Data of whole-genome sequencing of Karakul, Zel, and Kermani sheep breeds

Leila Mohammadipour Saadatabadi 1, Mohammadreza Mohammadabadi 1,, Zeinab Amiri Ghanatsaman 2, Olena Babenko 3, Ruslana Volodymyrivna Stavetska 3, Oleksandr Mikolayovich Kalashnik 4, Volodymyr Afanasenko 5, Oleksandr Anatoliiovych Kochuk-Yashchenko 6, Dmytro Mykolaiovych Kucher 6, Hojjat Asadollahpour Nanaei 7
PMCID: PMC10683258  PMID: 38012774

Abstract

Objective

The data provided herein represent the whole-genome sequencing data associated with three sheep breeds of Iranian native breeds. Sheep are the first domesticated animals that, during the long path of the evolution process, have created gene variants with desirable phenotypic effects, so they can be suitable models for biomedical research. In addition, sheep have a vital role in providing protein to a notable part of the human population around the world.

Data description

Ten blood samples were taken from three Iranian native sheep breeds, the Zel, Karakul, and Kermani kinds. Blood samples genomes were extracted using the salting-out technique. The Illumina NovaSeq 6000 platform was used to carry out sequencing of the whole genome in a laboratory in China. All sequence information is available through the NCBI database in the sequence read archive (SRA) format under the accession number PRJNA904537. The dataset presented here can provide a useful resource for genome analysis of livestock breeds adapted to hot and dry regions.

Keywords: Whole-genome sequencing, Sheep, Iran

Objective

One of the first animals to be domesticated was the sheep. They most likely tamed Asian Mouflons (Ovis Orientalis) around 11,000 years ago (BP), possibly into the Zagros Mountains and/or southeast Anatolia, in the Fertile Crescent [1]. Sheep are farmed all over the world and contribute considerably to the production of animal-based protein used in human nutrition. They have an important contribution to the agricultural economy too. In the western region of Asia, the country of Iran, with more than 52 million sheep classified into 27 different ecotypes, can be one of the significant regions of genetic reserves in sheep.
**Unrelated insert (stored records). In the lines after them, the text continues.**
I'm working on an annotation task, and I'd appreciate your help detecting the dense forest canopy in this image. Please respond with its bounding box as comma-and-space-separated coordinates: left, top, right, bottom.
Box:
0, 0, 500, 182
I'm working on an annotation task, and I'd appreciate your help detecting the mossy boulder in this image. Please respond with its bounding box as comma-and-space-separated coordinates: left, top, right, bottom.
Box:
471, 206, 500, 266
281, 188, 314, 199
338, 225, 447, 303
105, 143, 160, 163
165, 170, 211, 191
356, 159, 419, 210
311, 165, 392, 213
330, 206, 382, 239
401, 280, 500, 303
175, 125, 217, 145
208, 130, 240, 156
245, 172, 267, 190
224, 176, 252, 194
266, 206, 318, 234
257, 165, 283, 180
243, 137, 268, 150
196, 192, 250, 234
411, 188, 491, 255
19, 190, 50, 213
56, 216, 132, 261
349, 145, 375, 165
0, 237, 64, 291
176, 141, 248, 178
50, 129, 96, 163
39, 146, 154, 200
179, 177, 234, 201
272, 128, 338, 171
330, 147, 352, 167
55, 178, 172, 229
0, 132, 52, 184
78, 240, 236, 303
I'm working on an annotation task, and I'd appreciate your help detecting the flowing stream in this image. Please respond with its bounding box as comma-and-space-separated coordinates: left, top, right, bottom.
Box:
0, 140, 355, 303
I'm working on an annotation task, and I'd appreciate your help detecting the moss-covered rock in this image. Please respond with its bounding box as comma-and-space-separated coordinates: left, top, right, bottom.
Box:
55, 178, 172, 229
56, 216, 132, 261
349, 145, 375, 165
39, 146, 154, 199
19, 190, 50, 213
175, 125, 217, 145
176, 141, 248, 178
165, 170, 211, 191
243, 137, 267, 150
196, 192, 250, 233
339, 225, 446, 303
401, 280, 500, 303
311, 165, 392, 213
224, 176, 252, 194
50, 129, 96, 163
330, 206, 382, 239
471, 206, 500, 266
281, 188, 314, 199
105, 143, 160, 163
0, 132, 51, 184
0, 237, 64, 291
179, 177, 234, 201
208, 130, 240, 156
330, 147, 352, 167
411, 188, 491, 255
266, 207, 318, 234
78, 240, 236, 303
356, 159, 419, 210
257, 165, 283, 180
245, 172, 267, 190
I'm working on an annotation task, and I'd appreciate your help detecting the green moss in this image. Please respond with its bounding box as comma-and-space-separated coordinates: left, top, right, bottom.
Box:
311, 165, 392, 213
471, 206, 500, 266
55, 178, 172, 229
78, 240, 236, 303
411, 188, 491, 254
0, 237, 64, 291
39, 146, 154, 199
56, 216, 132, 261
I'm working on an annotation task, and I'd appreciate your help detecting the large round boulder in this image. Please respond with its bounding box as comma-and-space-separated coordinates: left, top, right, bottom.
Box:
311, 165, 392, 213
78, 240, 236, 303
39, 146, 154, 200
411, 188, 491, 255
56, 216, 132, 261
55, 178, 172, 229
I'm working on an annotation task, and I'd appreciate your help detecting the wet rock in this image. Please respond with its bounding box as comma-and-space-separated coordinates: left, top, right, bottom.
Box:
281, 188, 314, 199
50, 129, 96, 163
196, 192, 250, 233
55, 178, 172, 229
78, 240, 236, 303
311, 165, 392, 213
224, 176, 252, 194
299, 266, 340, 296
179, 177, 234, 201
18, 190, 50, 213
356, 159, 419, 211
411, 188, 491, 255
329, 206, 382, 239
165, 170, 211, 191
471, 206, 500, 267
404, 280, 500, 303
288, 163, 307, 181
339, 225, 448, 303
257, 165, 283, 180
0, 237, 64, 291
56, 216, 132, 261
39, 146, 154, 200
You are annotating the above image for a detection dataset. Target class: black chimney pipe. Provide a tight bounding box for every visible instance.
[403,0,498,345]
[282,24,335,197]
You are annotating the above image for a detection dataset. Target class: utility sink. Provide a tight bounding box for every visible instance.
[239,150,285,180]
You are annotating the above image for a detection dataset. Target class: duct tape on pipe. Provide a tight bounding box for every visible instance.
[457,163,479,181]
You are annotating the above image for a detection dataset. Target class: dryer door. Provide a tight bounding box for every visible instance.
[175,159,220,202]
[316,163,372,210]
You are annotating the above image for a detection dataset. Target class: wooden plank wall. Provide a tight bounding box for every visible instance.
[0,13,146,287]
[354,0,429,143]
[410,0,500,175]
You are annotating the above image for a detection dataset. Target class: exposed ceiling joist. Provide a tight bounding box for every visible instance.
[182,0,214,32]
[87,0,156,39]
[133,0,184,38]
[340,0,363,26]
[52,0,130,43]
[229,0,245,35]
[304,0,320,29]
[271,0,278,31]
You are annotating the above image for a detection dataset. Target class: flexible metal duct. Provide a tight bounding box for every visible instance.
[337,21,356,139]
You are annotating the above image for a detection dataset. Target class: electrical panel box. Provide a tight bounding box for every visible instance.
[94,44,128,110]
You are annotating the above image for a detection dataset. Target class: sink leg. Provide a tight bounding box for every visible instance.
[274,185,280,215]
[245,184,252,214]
Iran is a hot and dry country due to its location on the Africa-Asia desert cordon, so about 90% of its regions are dry and water-scarce [2, 3]. Conserving variety is critical for increasing production efficiency and boosting adaptation to climate-changing conditions. The discovery of related genes, as well as the detection of effective mechanisms for responding to heat stress and immunological reactions, can increase livestock products and also help to maintain genetic diversity in these areas [4]. The data set presented here can provide useful and practical resources for studies related to animal species suitable for arid environments as well as for researching more genetic analysis-related hypotheses.

Data description

Blood was collected from three breeds of sheep native to Iran, including Karakul (4 samples), Zel (4 samples), and Kermani (2 samples) (from each of the samples, 5 ml of jugular vein blood). Karakul sheep, one of leather breeds, are native to the North Khorasan province of Iran. This province is located in the northeast of Iran and is 300 m above sea level (AMSL: 300 m). The prevailing climate of this region is hot and dry due to its proximity to the central desert of Iran. The Zel breed, tailed sheep, is mostly bred in Mazandaran province, Iran. This province is located in the north of Iran, near the Caspian Sea, and is 2 m above sea level (AMSL: 2 m). The climate of this region is divided into two types: humid and mountainous, due to the presence of the sea, mountains, and forests. Kermani sheep are bred in the southeastern parts of Iran, especially in Kerman province. This wool breed is fully compatible with the hot and dry climate of this province, which has an altitude of 1755 m above sea level (AMSL: 1755 m).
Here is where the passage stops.